According to the article, employees were encouraged to use the messaging tool, Slack, for all interoffice communication. Email was not to be used and direct messaging was frowned upon. This meant that all office communication was public and everyone could see everyone’s messages. 

Ms. Korey would publicly berate employees for mistakes. Her Slack messages read like this: “If whoever is doing these luggage tags is brain dead enough to package up and send a tag that clearly has incomplete letters it seems extremely unlikely to me that a retraining on SOPS is going to be a sufficient next step for us to ensure that 100% of customers are getting perfect luggage tags.”

Employees were discouraged or forbidden from taking time off. They were asked to work exceptionally long hours without overtime. They were reprimanded for not immediately responding to messages even if those messages came in late at night. 

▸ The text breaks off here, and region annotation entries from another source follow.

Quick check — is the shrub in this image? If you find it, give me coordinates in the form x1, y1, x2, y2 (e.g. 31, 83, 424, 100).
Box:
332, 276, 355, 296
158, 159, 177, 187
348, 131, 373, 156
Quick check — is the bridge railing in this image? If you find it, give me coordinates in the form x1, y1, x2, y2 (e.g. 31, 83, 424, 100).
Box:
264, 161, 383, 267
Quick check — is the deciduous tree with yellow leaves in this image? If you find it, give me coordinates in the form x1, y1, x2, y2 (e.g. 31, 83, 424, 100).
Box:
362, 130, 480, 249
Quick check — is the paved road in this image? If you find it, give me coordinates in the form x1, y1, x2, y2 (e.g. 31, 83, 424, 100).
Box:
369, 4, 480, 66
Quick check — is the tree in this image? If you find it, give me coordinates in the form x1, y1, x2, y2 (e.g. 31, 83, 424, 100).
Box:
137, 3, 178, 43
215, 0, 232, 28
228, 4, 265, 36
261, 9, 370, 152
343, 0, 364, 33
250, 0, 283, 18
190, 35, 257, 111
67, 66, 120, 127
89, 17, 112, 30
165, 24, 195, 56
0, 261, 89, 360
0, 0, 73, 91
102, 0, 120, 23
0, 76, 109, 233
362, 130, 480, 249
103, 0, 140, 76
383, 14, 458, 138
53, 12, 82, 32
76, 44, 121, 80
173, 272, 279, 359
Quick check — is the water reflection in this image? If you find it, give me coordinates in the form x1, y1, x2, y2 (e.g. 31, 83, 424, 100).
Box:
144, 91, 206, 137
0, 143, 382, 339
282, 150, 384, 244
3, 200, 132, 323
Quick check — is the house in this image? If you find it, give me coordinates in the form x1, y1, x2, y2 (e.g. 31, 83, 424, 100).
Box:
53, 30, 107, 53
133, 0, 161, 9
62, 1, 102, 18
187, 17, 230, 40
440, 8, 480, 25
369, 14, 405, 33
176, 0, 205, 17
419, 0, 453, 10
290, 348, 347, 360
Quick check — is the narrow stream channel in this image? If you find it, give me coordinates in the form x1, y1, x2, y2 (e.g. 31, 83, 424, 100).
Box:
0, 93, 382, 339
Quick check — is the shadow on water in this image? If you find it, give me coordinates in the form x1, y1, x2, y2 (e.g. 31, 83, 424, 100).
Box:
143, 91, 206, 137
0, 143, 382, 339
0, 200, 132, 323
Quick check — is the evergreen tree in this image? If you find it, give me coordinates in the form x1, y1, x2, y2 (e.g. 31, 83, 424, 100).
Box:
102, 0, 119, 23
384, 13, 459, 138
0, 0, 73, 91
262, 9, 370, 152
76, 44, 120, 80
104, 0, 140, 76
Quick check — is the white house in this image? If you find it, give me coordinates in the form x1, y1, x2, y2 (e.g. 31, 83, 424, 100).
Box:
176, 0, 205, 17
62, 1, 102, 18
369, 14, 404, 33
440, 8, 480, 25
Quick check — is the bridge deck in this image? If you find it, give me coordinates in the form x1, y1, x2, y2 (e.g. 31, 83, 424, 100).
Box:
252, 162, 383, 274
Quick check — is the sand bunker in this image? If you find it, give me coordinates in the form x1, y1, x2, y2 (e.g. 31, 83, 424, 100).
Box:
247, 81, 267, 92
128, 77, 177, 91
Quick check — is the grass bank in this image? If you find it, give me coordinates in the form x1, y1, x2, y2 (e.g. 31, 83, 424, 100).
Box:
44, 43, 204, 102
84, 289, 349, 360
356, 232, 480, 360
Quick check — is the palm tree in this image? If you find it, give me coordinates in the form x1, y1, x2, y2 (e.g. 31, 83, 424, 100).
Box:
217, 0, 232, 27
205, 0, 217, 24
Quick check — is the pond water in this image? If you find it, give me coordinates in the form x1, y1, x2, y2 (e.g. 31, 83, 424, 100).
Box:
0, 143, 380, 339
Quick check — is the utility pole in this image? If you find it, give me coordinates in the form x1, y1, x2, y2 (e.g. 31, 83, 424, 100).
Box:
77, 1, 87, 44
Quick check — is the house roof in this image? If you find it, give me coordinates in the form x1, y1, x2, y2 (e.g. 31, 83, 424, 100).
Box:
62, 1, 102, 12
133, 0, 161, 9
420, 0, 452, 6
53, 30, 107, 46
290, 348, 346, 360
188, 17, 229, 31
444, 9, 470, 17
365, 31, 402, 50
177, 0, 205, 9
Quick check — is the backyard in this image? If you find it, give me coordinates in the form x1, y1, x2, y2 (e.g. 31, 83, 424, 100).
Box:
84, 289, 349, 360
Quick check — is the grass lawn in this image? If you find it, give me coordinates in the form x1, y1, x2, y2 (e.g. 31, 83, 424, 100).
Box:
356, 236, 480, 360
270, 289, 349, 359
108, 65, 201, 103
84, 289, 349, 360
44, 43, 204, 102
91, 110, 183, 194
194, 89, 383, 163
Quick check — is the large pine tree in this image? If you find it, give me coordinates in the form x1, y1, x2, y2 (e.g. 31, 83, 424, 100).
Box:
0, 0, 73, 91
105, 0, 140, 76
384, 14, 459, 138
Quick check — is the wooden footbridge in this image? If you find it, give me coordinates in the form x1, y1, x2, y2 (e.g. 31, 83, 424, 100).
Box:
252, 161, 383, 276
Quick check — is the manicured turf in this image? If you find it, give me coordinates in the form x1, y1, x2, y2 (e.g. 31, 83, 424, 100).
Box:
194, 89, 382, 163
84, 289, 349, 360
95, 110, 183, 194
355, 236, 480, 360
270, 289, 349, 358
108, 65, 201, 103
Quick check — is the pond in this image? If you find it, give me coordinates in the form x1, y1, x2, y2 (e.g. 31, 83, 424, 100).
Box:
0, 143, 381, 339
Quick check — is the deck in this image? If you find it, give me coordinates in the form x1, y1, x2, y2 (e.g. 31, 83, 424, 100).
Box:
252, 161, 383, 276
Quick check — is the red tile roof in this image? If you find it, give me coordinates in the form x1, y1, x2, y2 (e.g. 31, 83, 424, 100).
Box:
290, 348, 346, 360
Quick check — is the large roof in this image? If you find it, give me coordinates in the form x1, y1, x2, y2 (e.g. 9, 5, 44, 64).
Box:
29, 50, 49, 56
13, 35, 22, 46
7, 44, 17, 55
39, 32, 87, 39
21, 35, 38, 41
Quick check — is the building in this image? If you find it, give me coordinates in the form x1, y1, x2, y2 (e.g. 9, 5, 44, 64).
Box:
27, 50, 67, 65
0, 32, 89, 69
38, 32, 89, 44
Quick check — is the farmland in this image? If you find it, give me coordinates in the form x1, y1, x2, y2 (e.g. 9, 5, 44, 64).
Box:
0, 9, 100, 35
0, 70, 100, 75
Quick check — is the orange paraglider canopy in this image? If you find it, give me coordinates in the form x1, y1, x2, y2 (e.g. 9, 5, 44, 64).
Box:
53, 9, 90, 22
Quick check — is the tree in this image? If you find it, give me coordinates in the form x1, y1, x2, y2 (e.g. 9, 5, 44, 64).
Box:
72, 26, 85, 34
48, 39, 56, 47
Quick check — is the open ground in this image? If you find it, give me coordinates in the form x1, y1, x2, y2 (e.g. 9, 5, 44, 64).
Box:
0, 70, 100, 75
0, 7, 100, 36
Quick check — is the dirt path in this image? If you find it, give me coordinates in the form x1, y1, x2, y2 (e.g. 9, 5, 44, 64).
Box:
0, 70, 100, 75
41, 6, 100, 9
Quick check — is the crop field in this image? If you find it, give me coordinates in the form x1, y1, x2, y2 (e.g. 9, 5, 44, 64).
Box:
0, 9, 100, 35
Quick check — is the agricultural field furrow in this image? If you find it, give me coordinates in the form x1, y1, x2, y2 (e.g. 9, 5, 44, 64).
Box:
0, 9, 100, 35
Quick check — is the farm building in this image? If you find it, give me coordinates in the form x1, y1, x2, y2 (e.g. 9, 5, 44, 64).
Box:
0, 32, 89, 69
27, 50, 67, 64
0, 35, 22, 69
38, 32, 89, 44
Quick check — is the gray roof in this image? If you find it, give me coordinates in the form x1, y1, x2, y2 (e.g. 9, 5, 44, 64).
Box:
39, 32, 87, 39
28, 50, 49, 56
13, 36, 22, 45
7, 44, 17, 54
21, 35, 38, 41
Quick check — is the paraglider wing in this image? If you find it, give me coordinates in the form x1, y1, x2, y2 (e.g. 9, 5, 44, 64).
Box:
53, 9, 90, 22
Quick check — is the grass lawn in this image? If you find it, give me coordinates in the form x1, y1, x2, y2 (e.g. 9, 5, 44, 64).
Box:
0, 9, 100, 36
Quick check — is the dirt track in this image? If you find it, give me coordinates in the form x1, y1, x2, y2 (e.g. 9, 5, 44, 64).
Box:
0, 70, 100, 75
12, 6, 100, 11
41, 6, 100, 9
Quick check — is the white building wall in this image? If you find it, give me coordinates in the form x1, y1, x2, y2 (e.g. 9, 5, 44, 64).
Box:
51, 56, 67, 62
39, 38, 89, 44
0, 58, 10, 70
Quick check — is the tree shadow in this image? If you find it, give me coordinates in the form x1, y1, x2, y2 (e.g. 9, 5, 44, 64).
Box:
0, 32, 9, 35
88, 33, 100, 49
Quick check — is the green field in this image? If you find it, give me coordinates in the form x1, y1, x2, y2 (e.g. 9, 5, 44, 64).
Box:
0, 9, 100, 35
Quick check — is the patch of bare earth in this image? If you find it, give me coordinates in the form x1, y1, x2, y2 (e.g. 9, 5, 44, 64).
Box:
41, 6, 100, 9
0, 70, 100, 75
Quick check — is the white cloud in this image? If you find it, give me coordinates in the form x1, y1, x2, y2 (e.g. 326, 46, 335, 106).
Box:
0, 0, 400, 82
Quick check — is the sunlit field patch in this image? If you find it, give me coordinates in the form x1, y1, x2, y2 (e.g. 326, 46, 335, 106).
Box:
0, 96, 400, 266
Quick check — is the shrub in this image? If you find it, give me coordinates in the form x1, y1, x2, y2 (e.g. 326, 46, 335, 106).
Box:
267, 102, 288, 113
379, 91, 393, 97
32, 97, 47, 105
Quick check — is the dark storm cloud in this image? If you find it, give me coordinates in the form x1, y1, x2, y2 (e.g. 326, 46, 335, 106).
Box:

If I were to guess, I’d say that Korey’s super-fast path to success was partially due to her intelligence and drive, partially due to hiring a stellar team, and partially due to luck. I think the speed at which she achieved success contributed to her being overly confident, narcissistic, and egotistical. 

I think she stopped believing in the value of her team and started to view her way as superior. I think she viewed Away’s success as her personal success and not something that was only achievable because of the devotion, skill, and passion of the team that she employed. I think that she lacked the self-awareness to see herself the way that her team saw her—and this was her ultimate downfall. 

I think we see other examples of this in WeWork, Theranos, and Uber. Fast and extreme financial success comes at a cost to many teams and leaders. At times, dedicated employees are viewed as what is standing in the way of more growth rather than the reason that success was possible in the first place. 

At Formada, we haven’t even come close to scratching the surface of what these startups have achieved. So I realize that it’s easy for me to pick apart the very public missteps taken by these super successful CEOs. But I want to learn from what they did wrong because it would be stupid of me to assume that I wouldn’t be vulnerable to the same behavior. 

We are working to create a culture that embraces the values that Away publicly proclaimed, but ultimately was unable to embody. I want to prove that it’s possible to build an incredibly successful tech company that not only has kindness as a core value but exemplifies it on a daily basis.